Évènement du cinéma français en décembre, Leurs enfants après eux est une fresque mélancolique sur l’adolescence et le déterminisme social, adaptée du prix Goncourt 2018. En salles ce mercredi.
Leurs enfants après eux arrive en salles mercredi, labourant le sillon de la fresque générationnelle après le succès de Amour ouf et faire de la France périphérique des années 1990 un paysage cinématographique.
Fidèle adaptation du prix Goncourt 2018, le film touche la même corde sensible en suivant pendant quelques années le destin d’adolescents d’une ville lorraine frappée par la désindustrialisation et décrit l’histoire d’amour impossible entre une enfant d’ouvrier et la fille d’un notable.
Le livre, qui a propulsé Nicolas Mathieu, a touché juste en dressant le portrait d’une France périphérique souvent oubliée et de sa jeunesse rêvant d’ailleurs mais condamnée à reproduire le parcours de leurs parents.
Une histoire bourdieusienne et des héros ouvriers dans laquelle se sont reconnus les réalisateurs, Zoran et Ludovic Boukherma, 32 ans, frères jumeaux ayant grandi à la campagne, dans une famille ouvrière du sud-ouest de la France.
Montant des étoiles
Le rôle principal est tenu par l’une des étoiles montantes du cinéma français, Paul Kircher, qui clôt ainsi une trilogie sur l’adolescence : après ses premiers pas avec Christophe Honoré (Le lycéen), il a explosé l’année dernière en Le règne animalawarded five Césars.
Dans la peau d’Anthony, le fils de « prolos » qui rêve d’amour, il a remporté le prix Marcello Mastroianni du meilleur espoir à la Mostra de Venise en septembre.
Dans Leurs enfants après euxil est aussi question de rapport aux parents : la mère est incarnée par Ludivine Sagnier et la figure paternelle, dissoute dans l’alcool, le chômage et la violence, par Gilles Lellouche.
L’acteur de 52 ans souhaitait à l’origine adapter lui-même le roman de Nicolas Mathieu.
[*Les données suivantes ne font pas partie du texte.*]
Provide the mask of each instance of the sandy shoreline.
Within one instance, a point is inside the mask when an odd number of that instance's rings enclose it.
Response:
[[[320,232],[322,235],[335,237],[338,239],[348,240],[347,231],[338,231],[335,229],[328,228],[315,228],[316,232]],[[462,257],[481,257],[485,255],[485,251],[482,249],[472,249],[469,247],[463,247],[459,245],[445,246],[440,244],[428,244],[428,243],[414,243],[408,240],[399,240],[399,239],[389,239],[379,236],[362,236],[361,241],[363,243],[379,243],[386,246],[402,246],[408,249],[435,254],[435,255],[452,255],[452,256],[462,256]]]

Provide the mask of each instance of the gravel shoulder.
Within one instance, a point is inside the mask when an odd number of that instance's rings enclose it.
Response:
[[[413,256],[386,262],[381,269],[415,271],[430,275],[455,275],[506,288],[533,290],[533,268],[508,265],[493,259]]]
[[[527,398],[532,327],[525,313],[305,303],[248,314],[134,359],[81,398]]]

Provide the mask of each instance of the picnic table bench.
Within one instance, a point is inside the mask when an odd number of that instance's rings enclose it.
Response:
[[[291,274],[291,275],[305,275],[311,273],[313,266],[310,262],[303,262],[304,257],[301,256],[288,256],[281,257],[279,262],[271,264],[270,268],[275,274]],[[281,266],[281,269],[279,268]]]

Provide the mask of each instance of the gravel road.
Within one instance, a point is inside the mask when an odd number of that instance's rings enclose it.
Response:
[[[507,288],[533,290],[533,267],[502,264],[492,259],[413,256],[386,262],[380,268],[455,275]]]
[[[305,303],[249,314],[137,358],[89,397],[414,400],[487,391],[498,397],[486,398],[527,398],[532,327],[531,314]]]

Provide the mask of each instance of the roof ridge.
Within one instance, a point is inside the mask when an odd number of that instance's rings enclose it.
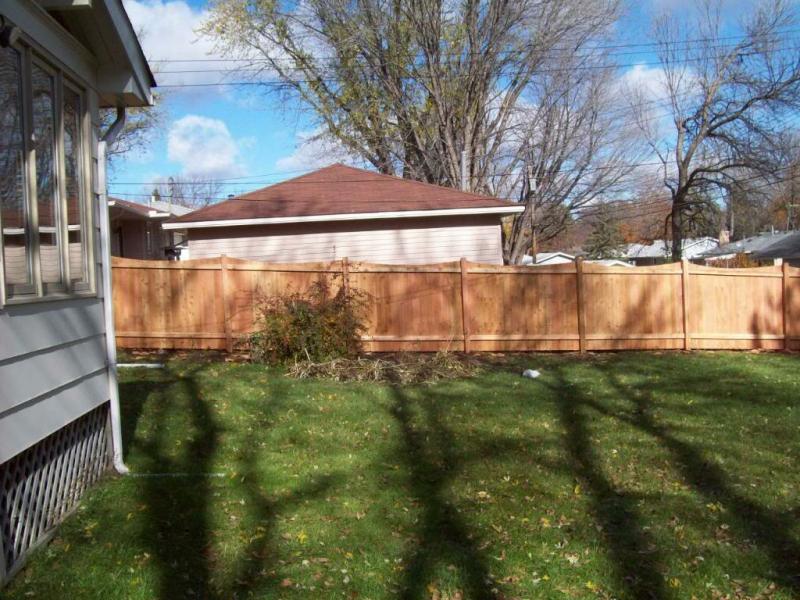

Il confie finalement la création à d’autres, trop absorbés par la création d’une autre fresque générationnelle aux gros moyens, Amour oufsorti en octobre et qui a dépassé les 4 millions d’entrées en salles.
Nirvana et Florent Pagny
Longue (2h26), Leurs enfants après eux» a été conçue à l’origine comme une série, et reste construite, comme le livre, en chapitres, comme autant d’étés et de pertes d’illusions.
Elles sont rythmées par une bande-son en forme de madeleine de Proust pour ceux qui ont eu 15 ans dans les années 1990, une reprise de Nirvana (même si les cinéastes ont dû renoncer au Sent comme de l’alcool d’ados du livre pour un titre des Red Hot Chili Peppers), à Florent Pagny et Francis Cabrel via Bruce Springsteen.
C’est sur ce fond sonore que se construit le parcours de ces jeunes, de Steph, l’amour inaccessible d’Anthony incarné par Angelina Woreth, à Hacine, le frère ennemi de la ville voisine, élevé seul par son père immigré du Maroc, et interprété par Sayyid El Alami (la série Oussékine).
esthétique américaine
Le film, à l’esthétique parfois américaine, ne cache rien des fractures françaises mais célèbre aussi des moments de communion, dont l’été 1998 et la France « noir-blanc-beur » vibrant pour la Coupe du monde.
« Nous sommes dans une ville où les hauts fourneaux ont fermé et où la classe ouvrière vient d’exploser. C’est un peu les fondements de la France d’aujourd’hui, avec la montée de l’extrême droite et les Français séparés entre Français de souche, si cela a du sens, et Français issus de l’immigration », analyse Ludovic Boukherma pour l’AFP.
“On ne quitte pas notre classe sociale et on est assigné à résidence mais, dans ces vies-là, il y a des joies à vivre, les premiers amours notamment”, poursuit-il.
“Le film, c’est aussi une histoire de classe, comment en grandissant on prend conscience de la classe sociale à laquelle on appartient… Ce n’est pas notre génération mais c’est un peu le milieu social dans lequel on a grandi”, déclare Zoran Boukherma.
Le duo, qui a réalisé quatre films ensemble, se qualifie aujourd’hui volontiers de « transfuges de classe », expression remise au goût du jour par des auteurs comme un certain… Nicolas Mathieu.